Rheology is the study of how matter flows, particularly liquids, and should be the first consideration for materials being spray dried. How viscous is the liquid and key temperatures? Will it be able to flow through the equipment? A secondary consideration here would be whether the liquid is a non-Newtonian fluid, namely if it’s shear-thinning (viscosity decreases with shear) or shear-thickening. Understanding these properties allows us to properly address batch processing, what atomization is best and how best to clean equipment once a campaign is completed.

 

2. Solids in the Liquid

Understanding what percent of the slurry is solid (%S) is the next consideration. The %S is important when determining production throughput. Generally, the higher the %S the lower the water content, which means less evaporation and a higher production rate. Another reason knowing the %S is important is to ensure that we’re not exceeding a spray dryer’s evaporation capacity.

 

3. Specific Gravity

Specific Gravity is important when considering product throughput. Measure in units of volume per time, it is important when converting into mass product rate. Prior to any campaign, we’re able to estimate throughput based on nozzle, method of atomization and feed pressure.

 

4. Heat Sensitivity

Spray drying is a great option for heat sensitive materials, but it depends upon the type of heat sensitivity.

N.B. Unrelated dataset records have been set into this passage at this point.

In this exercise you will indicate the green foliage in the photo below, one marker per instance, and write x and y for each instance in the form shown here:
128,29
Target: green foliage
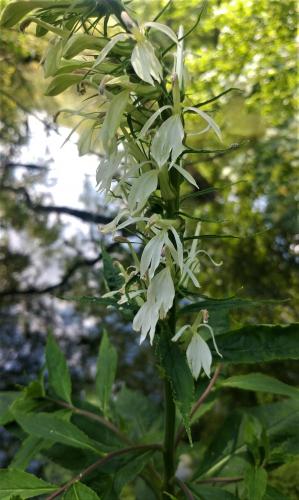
173,361
52,427
106,370
22,484
80,491
112,445
260,344
59,377
261,382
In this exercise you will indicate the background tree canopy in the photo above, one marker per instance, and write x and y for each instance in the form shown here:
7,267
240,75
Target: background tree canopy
243,49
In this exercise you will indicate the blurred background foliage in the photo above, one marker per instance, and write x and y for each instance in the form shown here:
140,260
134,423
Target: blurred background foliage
241,44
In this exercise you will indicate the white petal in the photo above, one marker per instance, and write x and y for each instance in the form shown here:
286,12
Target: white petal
179,246
186,175
179,333
163,28
117,38
152,120
145,63
208,119
199,356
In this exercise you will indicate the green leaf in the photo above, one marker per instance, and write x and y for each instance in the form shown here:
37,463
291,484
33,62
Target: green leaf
81,41
28,450
6,400
62,82
113,118
16,482
281,421
80,491
15,11
111,274
59,377
174,362
210,493
255,483
106,370
259,344
261,382
53,428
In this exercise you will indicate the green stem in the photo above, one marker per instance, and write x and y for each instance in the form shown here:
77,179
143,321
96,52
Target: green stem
169,428
169,448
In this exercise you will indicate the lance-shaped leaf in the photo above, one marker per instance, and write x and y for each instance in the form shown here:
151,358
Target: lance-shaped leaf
62,82
15,11
59,377
55,429
255,483
263,383
141,189
260,344
145,62
106,370
80,491
168,140
22,485
113,118
174,362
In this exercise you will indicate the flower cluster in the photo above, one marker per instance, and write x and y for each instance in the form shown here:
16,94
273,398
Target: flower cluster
143,141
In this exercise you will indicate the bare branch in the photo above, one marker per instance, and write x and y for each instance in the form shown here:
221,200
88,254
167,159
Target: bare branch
84,215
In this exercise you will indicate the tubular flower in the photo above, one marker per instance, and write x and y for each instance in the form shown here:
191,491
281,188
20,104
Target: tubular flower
198,352
160,296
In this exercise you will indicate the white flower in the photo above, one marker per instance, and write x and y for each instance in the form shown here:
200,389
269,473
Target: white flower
152,253
198,352
144,60
199,356
161,290
145,63
160,295
146,320
141,189
168,140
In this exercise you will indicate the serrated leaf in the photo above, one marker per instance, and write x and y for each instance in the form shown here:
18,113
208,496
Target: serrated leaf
229,303
131,469
80,491
81,41
259,344
6,400
106,370
255,483
28,450
145,421
202,492
280,420
50,427
16,482
59,377
62,82
261,382
113,118
174,362
111,273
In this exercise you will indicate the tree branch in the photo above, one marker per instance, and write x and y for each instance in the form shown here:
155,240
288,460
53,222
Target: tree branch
198,403
99,463
84,215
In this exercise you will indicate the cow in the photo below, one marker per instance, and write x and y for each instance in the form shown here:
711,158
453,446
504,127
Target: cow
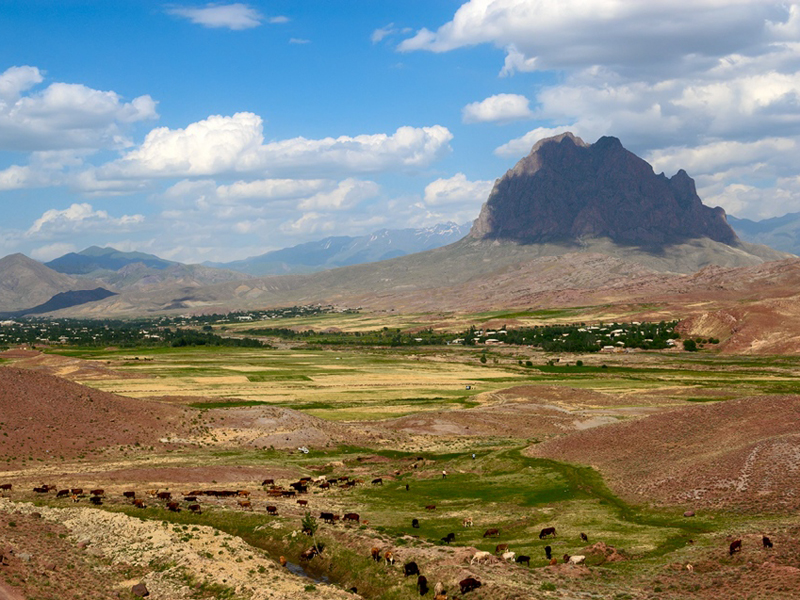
547,531
422,585
351,517
468,584
309,554
480,556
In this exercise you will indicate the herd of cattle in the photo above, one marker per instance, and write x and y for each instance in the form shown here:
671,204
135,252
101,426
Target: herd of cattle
243,501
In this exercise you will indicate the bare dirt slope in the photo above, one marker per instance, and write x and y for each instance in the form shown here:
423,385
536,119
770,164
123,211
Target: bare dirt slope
48,417
739,453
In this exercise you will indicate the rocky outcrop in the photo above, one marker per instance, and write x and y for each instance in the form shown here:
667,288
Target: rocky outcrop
566,190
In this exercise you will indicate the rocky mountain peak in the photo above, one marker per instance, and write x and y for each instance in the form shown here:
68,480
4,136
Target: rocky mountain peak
566,190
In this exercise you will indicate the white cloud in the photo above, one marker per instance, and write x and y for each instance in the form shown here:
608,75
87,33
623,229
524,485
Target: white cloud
502,108
51,251
64,115
236,16
79,216
457,190
235,144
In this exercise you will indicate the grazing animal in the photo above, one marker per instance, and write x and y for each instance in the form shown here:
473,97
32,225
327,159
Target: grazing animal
422,585
469,584
309,554
547,531
736,546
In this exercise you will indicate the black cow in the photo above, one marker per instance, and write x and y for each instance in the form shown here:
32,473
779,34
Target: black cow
469,584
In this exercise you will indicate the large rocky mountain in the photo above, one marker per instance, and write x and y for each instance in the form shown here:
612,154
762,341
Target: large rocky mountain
566,190
342,251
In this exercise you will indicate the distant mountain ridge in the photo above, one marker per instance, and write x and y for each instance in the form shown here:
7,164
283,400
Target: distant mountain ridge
342,251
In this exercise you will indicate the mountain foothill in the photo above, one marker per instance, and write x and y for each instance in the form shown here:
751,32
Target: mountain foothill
571,224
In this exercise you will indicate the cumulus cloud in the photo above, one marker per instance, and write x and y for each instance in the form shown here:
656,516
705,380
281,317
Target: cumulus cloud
64,115
80,216
236,16
235,144
501,108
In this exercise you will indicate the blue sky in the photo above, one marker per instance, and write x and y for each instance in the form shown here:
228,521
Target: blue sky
202,131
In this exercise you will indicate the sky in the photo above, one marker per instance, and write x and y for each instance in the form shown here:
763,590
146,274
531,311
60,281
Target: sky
218,131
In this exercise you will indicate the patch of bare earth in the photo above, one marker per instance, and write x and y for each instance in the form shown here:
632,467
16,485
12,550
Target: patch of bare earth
742,453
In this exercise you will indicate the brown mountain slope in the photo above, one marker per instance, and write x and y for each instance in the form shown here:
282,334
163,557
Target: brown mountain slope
46,416
739,453
25,283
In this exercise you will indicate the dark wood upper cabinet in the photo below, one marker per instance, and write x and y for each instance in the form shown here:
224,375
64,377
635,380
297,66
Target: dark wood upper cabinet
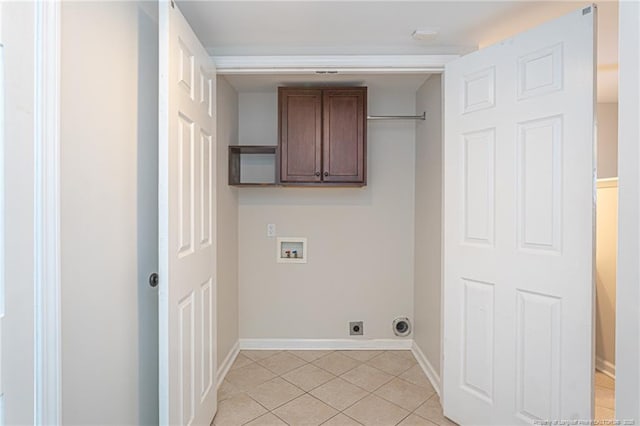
322,136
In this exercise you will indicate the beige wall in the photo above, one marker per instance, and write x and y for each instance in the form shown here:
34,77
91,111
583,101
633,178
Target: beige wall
360,264
108,118
428,222
607,237
227,222
607,140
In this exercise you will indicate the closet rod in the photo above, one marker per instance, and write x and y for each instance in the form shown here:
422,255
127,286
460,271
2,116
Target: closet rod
397,117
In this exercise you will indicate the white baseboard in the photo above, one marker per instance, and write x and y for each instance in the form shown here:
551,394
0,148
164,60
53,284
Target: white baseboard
426,366
227,363
606,367
325,344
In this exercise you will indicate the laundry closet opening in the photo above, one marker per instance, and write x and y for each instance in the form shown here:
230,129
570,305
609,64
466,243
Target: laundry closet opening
374,252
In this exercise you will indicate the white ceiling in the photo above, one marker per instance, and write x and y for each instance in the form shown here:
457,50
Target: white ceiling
308,27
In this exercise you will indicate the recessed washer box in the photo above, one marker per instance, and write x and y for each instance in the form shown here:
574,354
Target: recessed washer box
291,250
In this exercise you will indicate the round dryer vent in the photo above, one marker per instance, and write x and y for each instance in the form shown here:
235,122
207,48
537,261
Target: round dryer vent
402,326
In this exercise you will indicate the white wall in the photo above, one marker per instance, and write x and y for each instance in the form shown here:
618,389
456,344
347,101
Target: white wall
428,223
606,250
360,240
18,322
628,286
607,140
227,222
109,117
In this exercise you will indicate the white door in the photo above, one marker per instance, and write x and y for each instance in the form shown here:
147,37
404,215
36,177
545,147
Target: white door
519,218
186,235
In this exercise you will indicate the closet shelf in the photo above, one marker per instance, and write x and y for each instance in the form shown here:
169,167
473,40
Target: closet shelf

If batch liquid cannot be heated to achieve a proper viscosity, or if the batch liquid needs to be refrigerated until it can be processed, this may limit capacity for spray drying.


5. Chemical Properties

Chemical properties play an important role throughout many aspects of spray drying. Products at pH extremes are corrosive and can damage equipment if not properly handled. Some products may be flammable or have a high kst (explosion factor) or low MIE (minimum ignition energy), posing safety hazards that must be considered and evaluated. Abrasive products will damage pumps and any other points of contact (pipes etc.). Products that are hygroscopic (water attracting) may present with additional drying barriers. Thermoplastic materials will have a lower glass transition temperature, thus posing challenges with conveying and buildup. Understanding these properties are key to determining proper drying parameters and procedures.

 

6. Suspension/Emulsion Stability

Many products are an emulsion of some form or another. It may also be a suspension or colloid. How stable these liquids are (how well they remain homogenous and well dispersed) will have a great impact on how well they can be spray dried. Excessive settling out for suspensions will produce uneven flow, plugging of nozzles, and negatively impact the final product’s characteristics. Emulsion coalescence also poses challenges.

 

7. Foaming Capacity

If a product foams considerably when agitated, this must be taken into consideration and properly handled. It is important that foaming be controlled as it can cause overflow and waste; it can also cause possible issues with flow through the nozzle.


In summary, it’s important to have an understanding of many physical and chemical properties of a material prior to spray drying. Our technical team of engineers are well versed at helping customers evaluate and determine processes that ultimately scale their products from trial to full commercialization.